On our side, our worldview is rooted in the Judeo-Christian tradition which represented the beating heart of the Founders and led them to craft the Constitution, the most brilliant political document ever produced by the mind of man. We believe in a culture whose moral standards are rooted in the Word of God, and whose political standards are rooted in Constitution.

As the Founders did, we believe that our rights come to us from God, not government. We believe that the first of these values is life, including the life of the unborn. We believe in liberty, including religious liberty and economic liberty, and we believe in the sacred right of private property, including minimal regulation by government over the means of production.

In contrast, our cultural adversaries literally booed God out of their party in 2012. They believe that government is the source of rights rather than their protector. They reject, many of them, any belief in the existence or the relevance of God. They reject the authority of the Scriptures in favor of the authority of Marx and Hegel. They reject the value of life and zealously fight for the right of mothers to butcher their babies in the womb. They reject the Scripture's view of marriage (one man + one woman), its view of gender ("male and female he created them" – Genesis 1:27) and its view of sex ("it is the will of God that you abstain from sexual immorality" – 1 Thessalonians 4:3).

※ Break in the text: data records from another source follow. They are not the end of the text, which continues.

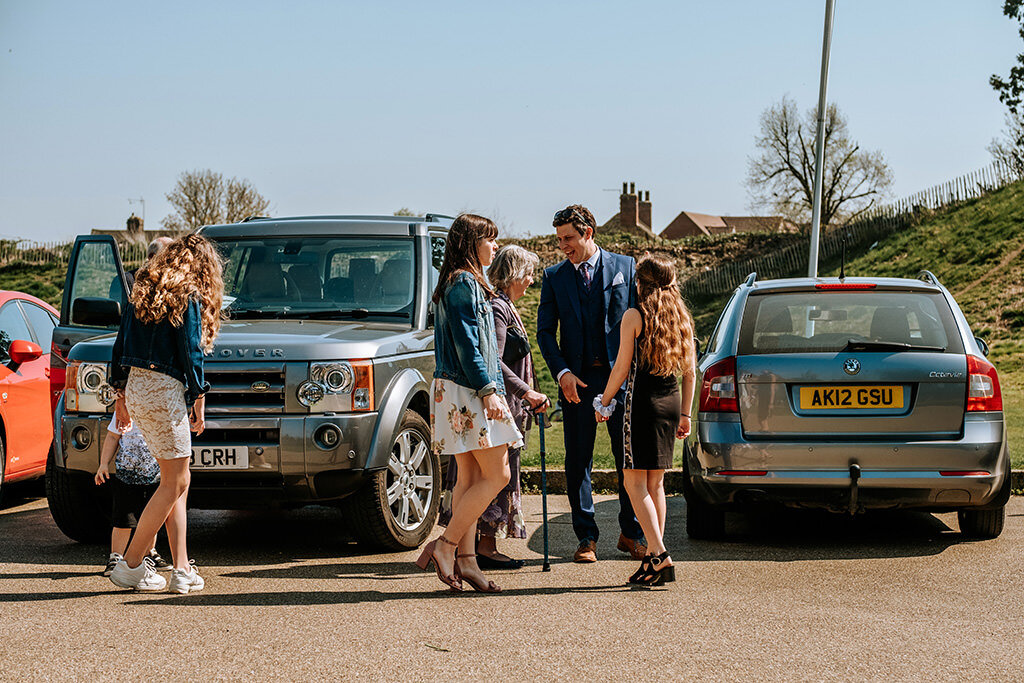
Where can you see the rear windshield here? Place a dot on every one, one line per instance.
(822, 322)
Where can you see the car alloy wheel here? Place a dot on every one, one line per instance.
(410, 480)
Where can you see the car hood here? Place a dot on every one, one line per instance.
(293, 340)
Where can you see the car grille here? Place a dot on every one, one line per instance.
(239, 388)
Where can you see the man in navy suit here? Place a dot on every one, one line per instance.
(585, 297)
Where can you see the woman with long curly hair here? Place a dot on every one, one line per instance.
(171, 319)
(655, 347)
(469, 416)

Our adversaries believe that bigger government is better government, that the truth about homosxuality and Islam is hate speech, and that politically unpopular views must not be debated but squashed and silenced.

It is easy to see the yawning chasm between these two worldviews and to agree with Leyden and Texeira that one side or the other must win, and win big.

Gettysburg was the decisive battle in our nation's civil war. The Confederacy reached its high water mark during this battle, but the army of Gen. Lee was turned back, Washington, D.C. was protected from invasion, and the Union was everywhere perceived as the victor. It was only a matter of time until Gen. Lee surrendered his sword to Gen. Grant.

November 6 is our Gettysburg. Conservatives have an opportunity to strengthen their hold on all the branches of government, ensure a legacy of constitutional justices for generations to come, make our government once again a government of, by, and for the people, and secure a victory for conservative principle in every part of our society.

It's a battle of ballots, not bullets, and we must win this battle and lead our nation into a new era of stability and the rule of law. If we fail on November, our nation will descend into chaos and violence. We must not let that happen.

If we are locked in a civil war, and only one side can win, I say it might as well be us.